The rest of the paper is organized as follows: Section 2 explains related work on text steganography, followed by POS Tagging in Section 3. Section 4 describes Format-Preserving Encryption, and a detailed description of the proposed algorithm is described in Section 5. Section 6 presents a critical analysis that includes obtained results from the experiments and a comparative discussion on former suggested methods. Finally, Section 7 discusses the conclusion and future work of the paper.

2. Related Work

This section examines related works that use the same principle concept as our proposed method, as discussed in Section 5.

A collection of forwarded e-mails is randomly selected as a cover text in a technique proposed in [15], a list of e-mails together with a randomized indexed word dictionary. The cover is an e-mail that gets forwarded. A word dictionary with a randomized index serves as the encryption key for the concealed data in the carbon copy field. A random bitstream (temporary stego key) using the system's time is generated and sent independently using public-key cryptography. The index values of the dictionary terms are randomly generated using this temporary stego key. This approach is safe and secure against typical attacks since it removes noise from the actual e-mail body information. Additionally, it provides an extra degree of protection by randomly generating keys using the system time for the word index values.

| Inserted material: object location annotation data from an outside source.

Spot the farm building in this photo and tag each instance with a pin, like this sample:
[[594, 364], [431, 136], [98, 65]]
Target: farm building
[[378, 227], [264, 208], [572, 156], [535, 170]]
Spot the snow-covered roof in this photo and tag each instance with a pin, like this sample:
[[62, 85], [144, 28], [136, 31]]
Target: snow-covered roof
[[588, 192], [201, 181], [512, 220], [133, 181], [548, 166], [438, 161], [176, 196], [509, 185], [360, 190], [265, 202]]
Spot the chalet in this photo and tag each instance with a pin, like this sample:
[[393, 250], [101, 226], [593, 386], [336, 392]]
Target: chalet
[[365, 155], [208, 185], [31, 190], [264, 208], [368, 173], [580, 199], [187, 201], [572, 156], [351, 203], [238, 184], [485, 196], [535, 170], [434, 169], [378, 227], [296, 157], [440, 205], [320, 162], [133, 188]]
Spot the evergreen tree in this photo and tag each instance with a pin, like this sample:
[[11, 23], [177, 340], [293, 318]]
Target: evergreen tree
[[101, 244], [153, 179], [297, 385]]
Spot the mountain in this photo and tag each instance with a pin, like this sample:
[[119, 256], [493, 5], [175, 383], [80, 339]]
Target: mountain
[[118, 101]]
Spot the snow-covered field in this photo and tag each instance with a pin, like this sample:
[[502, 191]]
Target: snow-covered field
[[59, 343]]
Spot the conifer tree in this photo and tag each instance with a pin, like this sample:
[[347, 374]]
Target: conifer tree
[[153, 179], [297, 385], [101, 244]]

The linguistic text steganography method is based on POS tagging proposed by [18]. This method processes secret and text covers with POS tagging to generate a tag list of each secret and cover text. The embedding process replaces each word from the cover text with a word from the secret text based on similarity tags, such as (noun with noun), (verb with verb), etc. Although the cover text remains unchanged in terms of the formatting and the level of similarity is high, it is difficult to control the semantics of the cover text after the embedding process (which is to keep the text's original meaning). At the same time, capacity is limited since the replacement condition is finding the same tag from the secret and cover text.

A multi-keyword coverless text steganography algorithm based on pre-treatment and POS tagging was proposed by [19]. The author used the Chinese Mathematical Expression that represents the Chinese characters. Chinese characters are divided into about 644 basic components. For example, the Chinese character "丛" consists of two parts, "人" and "一". The embedding process starts by dividing the secret message into sequence keyword segments and then randomly changing the sequence. The next step marks the locating keywords using Chinese character Mathematical Expression components. Then, POS is used for embedding the number of keywords inside the cover text and mapping their locations as a key. On the receiver's side, stego-texts are received, and secret messages can be extracted using the mapping locations and random sequence keys.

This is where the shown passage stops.